Though he critiqued Al-Jabiri's works, Tarabichi always spoke of his debt to Al-Jabiri, saying that he "transferred my thinking from the Western ideology to the Arab and Islamic legacy (…) He enchanted me with the problematic issues he raised (…) I wish if I had continued writing everything I wanted to write about his project during his life (…) it is disturbing to be in a dialogue with someone who departed this life (…) He moved me from ideology to epistemology ."
Syrian thinker Yassin Al-Haj Saleh mourned the death of Tarabichi, saying "Georges Tarabichi is dead, the Syrian thinker, the copious writer and translator in a wide range of fields and one of the masters of our generation."
The chief editor of Al-Qahera, a cultural newspaper issued from Cairo, Sayed Mahmoud, described the death of Tarabichi as "one of the great losses for my generation, who was fascinated with his books and his articles in Al-Hayatt newspaper."
For Mahmoud, Tarabichi intertwined literary critique with psychoanalysis.
He argues that Tarabichi's works on Egyptian literary giant Naguib Mahfouz are crucial to understanding Mahfouz's works.
"His relationship with Al-Jabiri and debates over Arab thought were an authentic contribution to Arab culture, and I adore his reading of the works of Egyptian feminist Nawal El-Saadawi, where he exposed the failings of her literary discourse," Mahmoud said.
In an amusing article published in 2012 upon the request of Ma'rifa Magazine, Tarabichi wrote a list of "15 failures" in his life. The first was being born to a "normal" family, the second was having a name that indicated his religious background.
The list also included his failure to fluently speak French in spite of all his translations from French to Arabic, as well as his failure to become "rich" despite his authoring and translating 200 books.
"I never liked being rich for the sake of being rich," he said. "I wanted to have a humble income that allowed me to give my full time to writing instead of having to write journalistic articles here and there and to be able to afford a life."

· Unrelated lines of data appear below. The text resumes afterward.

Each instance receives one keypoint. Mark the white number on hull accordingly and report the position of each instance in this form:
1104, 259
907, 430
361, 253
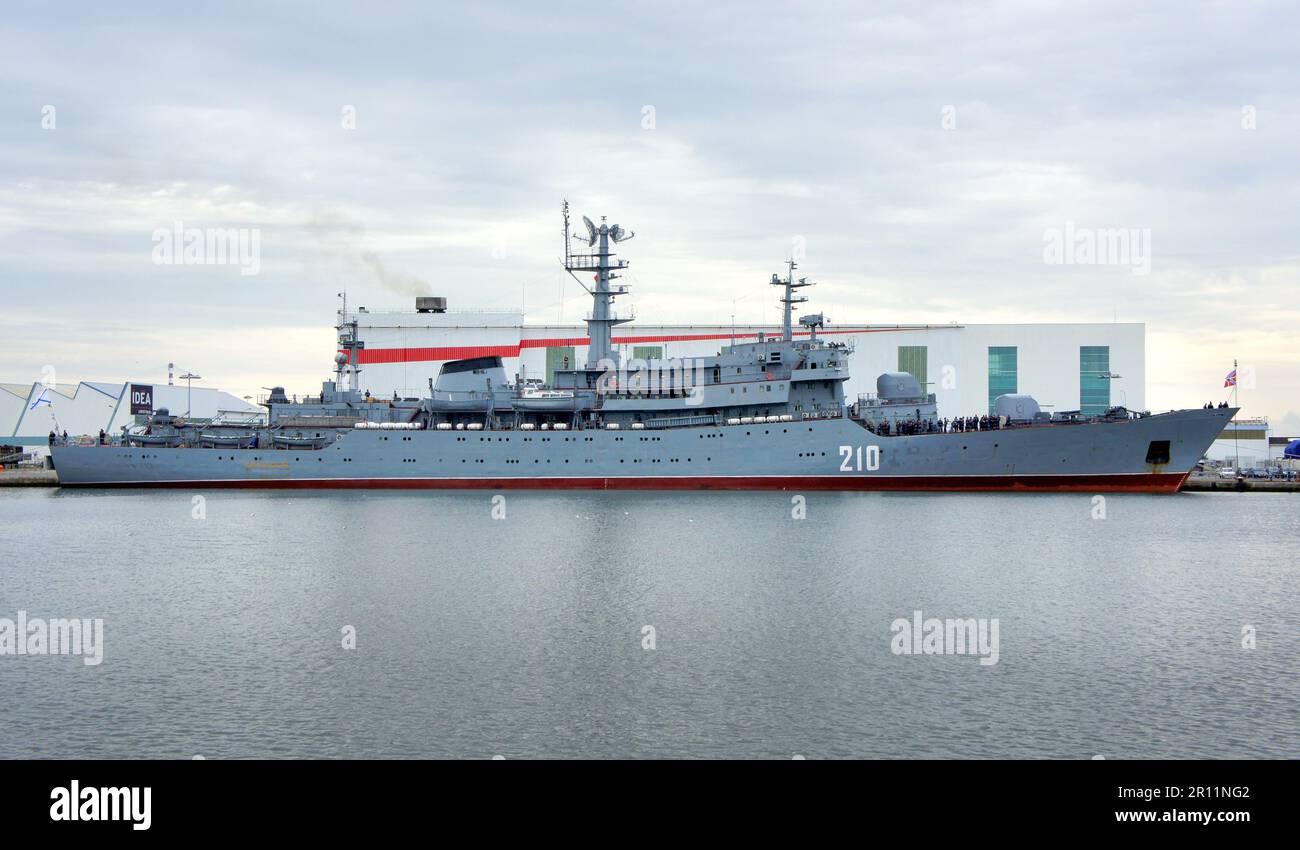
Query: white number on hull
857, 459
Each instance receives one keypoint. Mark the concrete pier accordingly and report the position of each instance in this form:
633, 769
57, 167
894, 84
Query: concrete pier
29, 478
1203, 484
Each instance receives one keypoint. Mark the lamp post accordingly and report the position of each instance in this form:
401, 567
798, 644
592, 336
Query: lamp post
187, 377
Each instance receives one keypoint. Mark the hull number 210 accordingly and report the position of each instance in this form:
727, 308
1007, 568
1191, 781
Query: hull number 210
859, 459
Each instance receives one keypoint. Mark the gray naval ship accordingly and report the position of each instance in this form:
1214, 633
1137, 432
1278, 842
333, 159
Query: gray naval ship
765, 415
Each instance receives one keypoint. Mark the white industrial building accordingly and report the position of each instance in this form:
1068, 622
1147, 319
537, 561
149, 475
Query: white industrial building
1066, 367
30, 411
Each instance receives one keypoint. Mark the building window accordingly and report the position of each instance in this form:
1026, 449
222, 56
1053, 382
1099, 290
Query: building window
1002, 373
559, 358
1093, 378
915, 361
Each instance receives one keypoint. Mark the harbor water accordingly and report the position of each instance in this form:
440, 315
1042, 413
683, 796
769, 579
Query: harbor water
254, 624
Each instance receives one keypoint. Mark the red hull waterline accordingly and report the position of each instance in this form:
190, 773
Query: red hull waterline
1135, 482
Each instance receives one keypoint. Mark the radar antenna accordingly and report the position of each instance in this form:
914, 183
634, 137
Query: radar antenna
789, 299
599, 352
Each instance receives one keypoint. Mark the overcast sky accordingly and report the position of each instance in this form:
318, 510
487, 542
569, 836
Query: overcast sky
921, 152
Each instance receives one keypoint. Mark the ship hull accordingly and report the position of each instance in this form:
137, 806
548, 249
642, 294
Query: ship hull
839, 454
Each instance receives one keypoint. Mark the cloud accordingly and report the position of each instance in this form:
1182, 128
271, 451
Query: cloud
772, 121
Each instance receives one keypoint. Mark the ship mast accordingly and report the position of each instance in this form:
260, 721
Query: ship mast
789, 299
602, 320
346, 360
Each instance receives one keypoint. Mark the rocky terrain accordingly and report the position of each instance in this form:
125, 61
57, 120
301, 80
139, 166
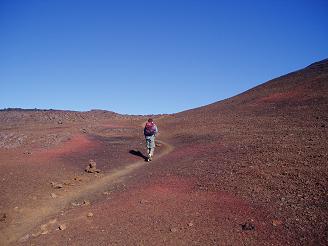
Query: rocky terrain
248, 170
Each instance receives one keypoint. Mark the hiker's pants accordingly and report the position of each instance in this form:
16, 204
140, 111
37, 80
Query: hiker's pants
150, 143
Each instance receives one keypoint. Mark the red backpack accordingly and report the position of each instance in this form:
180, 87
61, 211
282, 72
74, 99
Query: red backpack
150, 129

The last failing, he wrote, was to list a 15th failure of his.
Tarabichi translated many of the iconic books of European philosophy, including the works of Hegel, Sartre, Freud and Simone de Beauvoir.
He was influenced by Freud and Marx and applied their methods and analysis in his reading of Arab literature.
He was also the first to translate Zorba the Greek by Nikos Kazantzakis.
Last February, he wrote a lengthy article entitled 'Six Stations in My Life.'
He said in the article, which is more like a short biography, that "while I'm at the end of my life, and after six decades of accompanying the pen, whose company I preferred over any other – except for my wife and daughter – I find myself pausing and returning to six stations in my life that had a conclusive role in writing what I wrote and determining the direction I moved in, and even translating what I translated."
In the article, Tarabichi also reflects on his religious upbringing and exiting that very Christian phase of his life to know more about Islam, and to know about Freud, Marxism and leftist thought, his relation with Al-Jabiri and his recent writings.